Up in the skies, the desperate need to communicate with pilots after they left the airfield remained a grim problem. At the outset they were limited to a communication arsenal consisting almost entirely of hand and flag waving. To address this and other communication related problems across the globe, development of two-way radios began in San Diego in 1915. 1916 saw radio telegraphic messages that could be sent up to 140 miles, but it was not until 1917 that the first human voices could be heard on either end of a wireless communication. We have these dangerously isolated pilots and airfield crews to thank for the air traffic control that is integral to our airports today.

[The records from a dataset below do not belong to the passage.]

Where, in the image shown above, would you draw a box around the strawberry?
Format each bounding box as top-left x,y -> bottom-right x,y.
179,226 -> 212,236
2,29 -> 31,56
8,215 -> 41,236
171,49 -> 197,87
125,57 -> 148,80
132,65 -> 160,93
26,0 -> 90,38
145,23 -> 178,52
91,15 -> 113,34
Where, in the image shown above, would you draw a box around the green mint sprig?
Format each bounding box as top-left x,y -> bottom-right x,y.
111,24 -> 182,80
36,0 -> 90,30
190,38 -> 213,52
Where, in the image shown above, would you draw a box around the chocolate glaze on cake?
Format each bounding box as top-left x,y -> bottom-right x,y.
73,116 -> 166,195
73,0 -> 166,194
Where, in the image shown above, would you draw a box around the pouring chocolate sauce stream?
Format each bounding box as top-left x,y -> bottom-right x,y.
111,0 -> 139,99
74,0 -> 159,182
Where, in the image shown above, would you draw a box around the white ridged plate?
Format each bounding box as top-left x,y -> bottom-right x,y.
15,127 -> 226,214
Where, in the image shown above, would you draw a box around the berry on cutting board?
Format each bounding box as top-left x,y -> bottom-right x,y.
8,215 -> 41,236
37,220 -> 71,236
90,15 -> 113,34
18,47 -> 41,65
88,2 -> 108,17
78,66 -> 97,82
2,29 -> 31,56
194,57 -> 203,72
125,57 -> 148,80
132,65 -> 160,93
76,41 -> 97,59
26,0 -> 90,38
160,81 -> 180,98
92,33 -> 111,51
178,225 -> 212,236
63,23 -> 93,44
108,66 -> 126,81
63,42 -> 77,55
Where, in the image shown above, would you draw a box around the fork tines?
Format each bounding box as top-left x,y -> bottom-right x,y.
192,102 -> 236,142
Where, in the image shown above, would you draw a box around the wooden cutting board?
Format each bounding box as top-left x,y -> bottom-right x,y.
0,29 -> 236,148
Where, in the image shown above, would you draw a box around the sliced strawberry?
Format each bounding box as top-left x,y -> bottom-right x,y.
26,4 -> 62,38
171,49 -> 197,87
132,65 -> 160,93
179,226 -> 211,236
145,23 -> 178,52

Down on the ground, the mass number of battlefield injuries led to a wartime spike in medical inventions of all kinds, from new equipment to new practices and techniques. The famous scientist Marie Curie took up the job of making her vital x-ray machines available for use in the field hospitals – no small task considering the extreme delicacy of the machines. But by the end of 1914, she had outfitted several cars and trucks with heartier versions and sent them to tour the field hospitals.  20 of the “Little Curies” would be in service by the end of the war, greatly improving the quality of care available to the soldiers and saving numerous lives.

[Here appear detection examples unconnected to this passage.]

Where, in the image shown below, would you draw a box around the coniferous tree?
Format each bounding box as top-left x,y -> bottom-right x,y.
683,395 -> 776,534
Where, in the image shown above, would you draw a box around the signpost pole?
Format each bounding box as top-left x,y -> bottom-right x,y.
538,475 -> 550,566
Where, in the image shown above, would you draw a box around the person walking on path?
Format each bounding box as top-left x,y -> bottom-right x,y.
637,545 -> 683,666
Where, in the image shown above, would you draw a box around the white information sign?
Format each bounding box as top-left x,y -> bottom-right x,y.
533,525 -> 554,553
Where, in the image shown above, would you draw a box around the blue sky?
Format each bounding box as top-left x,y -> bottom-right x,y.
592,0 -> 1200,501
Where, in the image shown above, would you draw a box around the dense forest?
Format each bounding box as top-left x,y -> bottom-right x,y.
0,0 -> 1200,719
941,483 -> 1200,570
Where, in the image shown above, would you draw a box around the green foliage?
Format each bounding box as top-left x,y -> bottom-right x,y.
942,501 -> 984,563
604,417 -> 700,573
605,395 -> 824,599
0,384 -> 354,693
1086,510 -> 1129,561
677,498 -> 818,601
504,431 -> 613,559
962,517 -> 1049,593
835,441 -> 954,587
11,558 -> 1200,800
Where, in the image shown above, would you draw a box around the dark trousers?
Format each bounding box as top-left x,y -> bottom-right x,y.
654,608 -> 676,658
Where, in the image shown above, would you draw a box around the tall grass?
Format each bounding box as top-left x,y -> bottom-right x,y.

Another major issue facing medical personnel was the sheer lack of available blood donors. While doctors knew that blood types had to be matched, they were often unable to locate a suitable donor in time to save their patients. Though there had been some prior experimentation with preserving blood for later infusion, there was no resounding call for it before to the war. After the outbreak of hostilities, Canadian Lieutenant Lawrence Bruce Robertson convinced the Royal Army Medical Corp to adopt the practice of transfusions from stored flasks. By utilizing an anticoagulant solution and keeping it cool, the donated blood could last almost a month. These battlefield advances are generally seen as the earliest example of a blood bank as well as a predecessor to modern storage methods.

Aside from just the physical items that were invented, World War I also brought about a change in medical treatments and accepted techniques. Sir Almroth Edward Wright, a British bacteriologist and immunologist best known for his work with vaccines, rewrote the book on battlefield treatments when he insisted on a method of thoroughly washing the wound and allowing it to remain open for a time. Before this, the practice had been to pour antiseptic fluid into the injury and then close it up, without removing the dirt or shrapnel not flushed out with the solution. While this was dangerous in any situation, the trenches of France were particularly gruesome: they were often dug from farmland, which is rife with manure and other bacterial agents. The incidents of gangrene skyrocketed and caused many amputations and deaths. Wright’s technique was employed to great success and many lives and limbs saved. Wright was also responsible for vaccinating British troops in the pre-war years, leading to Britain being the only country to enter the war with their troops fully immunized against typhoid fever.

Again, this is only a tiny sampling of a few things that made their debut during the tumultuous period of the early 20th Century. Flamethrowers, gas and gas masks, synthetic rubber, and pilotless drones are just a handful more of the ways that technology was careening forward at breakneck speeds. Quite a few inventions were still under development at the time of the armistice, many of which would later come back into play in WWII. Chances are good that many of our favorite technological innovations are based on innovations brought about by the Great War.